Mendengar lirihan Aku, sidokter semakin yakin dengan tebakannya itu, dalam hatinya membatin,”kalau kuentot mau tidak yach ini ibu???, atau malah nanti dia marah??..”
Setelah melihat cengkraman di dinding memeku dialat tersenbut mulai mengendur, sidokterpun bergegas mulai mengambil alat spiral berbentuk huruf T dan penjepitnya di dalam memeku, melalui corong tersebut si dokter mulai memasukkan alat tersebut menggunakan penjepit, karena corong itu dibuat dari kaca si dokter bisa melihat kondisi didalam lubang memeku, setelah tepat ditempatnya, ia pun sedikit menekan kemudian ia melepaskan jepitan tersebut di spiral dan menarik keluar kembali jepitannya, sambil memgang kedua bibir memekku, dan sidokter memastikan spiral terpasang dengan benar, kemudian dengan perlahan corong itu ia tarik keluar dari lubang memekku, gesekan yang ditimbulkan corong tersebut membuat Aku mengerang.

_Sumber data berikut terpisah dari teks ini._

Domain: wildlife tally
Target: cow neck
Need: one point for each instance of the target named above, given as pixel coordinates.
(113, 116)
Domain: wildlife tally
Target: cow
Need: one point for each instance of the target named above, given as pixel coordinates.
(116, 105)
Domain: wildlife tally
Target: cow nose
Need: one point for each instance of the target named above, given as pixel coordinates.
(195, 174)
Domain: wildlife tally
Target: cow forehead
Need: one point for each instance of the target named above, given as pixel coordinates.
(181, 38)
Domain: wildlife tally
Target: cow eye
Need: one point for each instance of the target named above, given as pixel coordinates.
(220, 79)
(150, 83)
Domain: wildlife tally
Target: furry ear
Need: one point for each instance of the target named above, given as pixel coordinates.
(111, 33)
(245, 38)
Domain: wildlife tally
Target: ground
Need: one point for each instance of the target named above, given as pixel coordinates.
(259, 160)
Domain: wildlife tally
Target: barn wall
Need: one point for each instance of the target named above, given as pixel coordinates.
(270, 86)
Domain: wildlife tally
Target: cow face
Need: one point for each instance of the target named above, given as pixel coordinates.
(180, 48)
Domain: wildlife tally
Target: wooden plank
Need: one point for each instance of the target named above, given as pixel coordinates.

Setelah terlepas dari memekku, sidokter kembali memijat memeku, sebetulnya pijatan itu tidak perlu dilakukannya, dan sama sekali belum pernah ia lakukan selama praktek, saat ini dia lakukan karena dia sangat terangsang dengan memekku, dalam hatinya dia juga merasa bingung kenapa ia menjadi nafsu ingin bersetubuh dengan pasiennya. Aku yang dari tadi birahi nafsuku sudah bergejolak, merasakan pijatan lembut yang saat ini sedang dilakukan oleh dokter tersebut semakin membuat mafsuku membara, erangannya semakin sering terdengar, tubuhnyapun menggelinjang karena geli dan nikmat yang aku rasakan saat itu.
“ouhhh…. sangat nikmat sekali rasanya, baru pijatan tangan saja sudah membuatku melayang menikmatinya, apalagi kalau dia masukkan kontolnya ke memekku, Oh sangat gila betul rangsangan ini,” Aku berkata dalam hatiku sendiri.

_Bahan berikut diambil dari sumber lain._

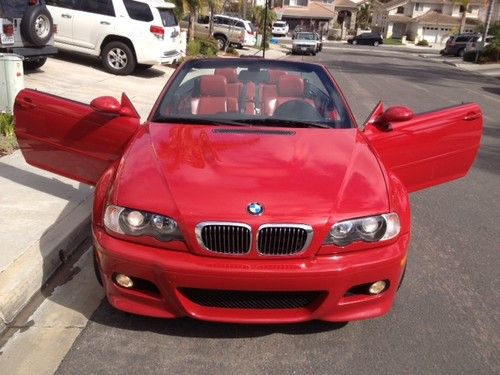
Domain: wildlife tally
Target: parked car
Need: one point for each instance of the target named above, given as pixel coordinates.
(226, 30)
(27, 29)
(125, 34)
(478, 44)
(250, 195)
(319, 42)
(280, 28)
(305, 42)
(456, 44)
(373, 39)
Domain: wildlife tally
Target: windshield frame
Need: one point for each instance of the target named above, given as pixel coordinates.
(175, 81)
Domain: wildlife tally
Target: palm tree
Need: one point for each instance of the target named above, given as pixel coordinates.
(465, 5)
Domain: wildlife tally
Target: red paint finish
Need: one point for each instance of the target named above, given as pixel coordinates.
(68, 137)
(431, 148)
(202, 172)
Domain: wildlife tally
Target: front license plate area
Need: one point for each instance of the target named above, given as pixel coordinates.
(7, 39)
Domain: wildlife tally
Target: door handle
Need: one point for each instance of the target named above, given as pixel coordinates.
(472, 116)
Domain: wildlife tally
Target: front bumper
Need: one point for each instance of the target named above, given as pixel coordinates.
(173, 271)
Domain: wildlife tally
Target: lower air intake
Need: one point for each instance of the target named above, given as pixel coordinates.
(250, 300)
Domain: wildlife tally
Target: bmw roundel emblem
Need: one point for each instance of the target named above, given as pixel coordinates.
(255, 209)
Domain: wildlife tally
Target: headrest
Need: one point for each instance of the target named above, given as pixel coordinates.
(274, 75)
(230, 74)
(290, 86)
(213, 86)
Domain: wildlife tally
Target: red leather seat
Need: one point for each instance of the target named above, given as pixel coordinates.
(213, 97)
(233, 84)
(290, 87)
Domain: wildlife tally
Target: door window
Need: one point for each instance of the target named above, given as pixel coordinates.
(104, 7)
(168, 17)
(138, 11)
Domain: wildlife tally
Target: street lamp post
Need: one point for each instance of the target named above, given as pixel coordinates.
(265, 29)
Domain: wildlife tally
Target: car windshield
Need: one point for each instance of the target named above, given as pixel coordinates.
(247, 92)
(305, 36)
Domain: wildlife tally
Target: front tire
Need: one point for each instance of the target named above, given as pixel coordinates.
(34, 64)
(118, 58)
(37, 25)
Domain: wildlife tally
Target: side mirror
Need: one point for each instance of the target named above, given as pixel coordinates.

Tangan Aku yang dari tadi mencengkram ranjang mulai beralih memainkan payudara ku, dari balik jubahku, aku pun mulai meremas-remas kedua payudaraku, merasa tidak puas karena masih terhalang oleh BH dan jubah yang masih menutupi tubuhku saat itu, Aku kemudian melepas semuanya sehingga Aku telanjang bulat didepan dokter tersebut, tanganku kembali meremas kedua payudara ku sendiri, mulutku mendesis menandakan Aku sedang menikmati semua itu.
Dokter yang melihat aksi ku melucuti jubah dan Bhku serta aksi meremas payudaraku itu tersenyum, “nampaknya dia mulai terangsang dengan pijatan yang ku lakukan,”, lalu tanpa menghentikan pijatan yang berada di memekku, ia pun mulai menjilat klitoris ku yang mulai menonjol dan mengeras, ia jilati dan hisap-hisap klitoris ku yang membuat ku semakin bernafsu dan menggelinjang menikmati permainan lidah sidokter,
aksi yang dilakukan sidokter semakin menggila aja, jari tengah tangan sidokter yang sedang memijat mulai mencucuk ke lubang memekku, dengan gerakan perlahan-lahan dia mulai memaju mundurkan jari tangannya itu, akibatnya lubang memeku semakin basah, erangan ku pun semakin sering terucap. Pantatku semakin sering terangkat ke atas seolah menyambut jari tangan nya, kepalaku bergoyang kekiri kekanan, tubuhku kadang-kadang terangkat, Aku betul-betul menikmati serangan yang di lakukannya di memekku.
“Ouughhhh….dddoookkk….eenaaaakkk…aakhhuuu…mau..kel luaarr…ssshhh…aagghhhh..”Aku merintih kenikmatan.
Ssssrr……ssssrrrr….ssssrrrr…… memek Aku mengeluarkan lahar kenikmatannya.
Tubuh Aku mengejang, sang dokter merasakan hangatnya air kenikmatan ku yang membasahi jari tangannya itu.
“Enak, Bu!!,” tanya sidokter kepadaku.
“Iyaahh…dokkkk”Aku menjawab dengan nafas yang masih tersengal, mataku terpejam menikmati sisa-sisa kenikmatan yang baru saja ia rengkuh.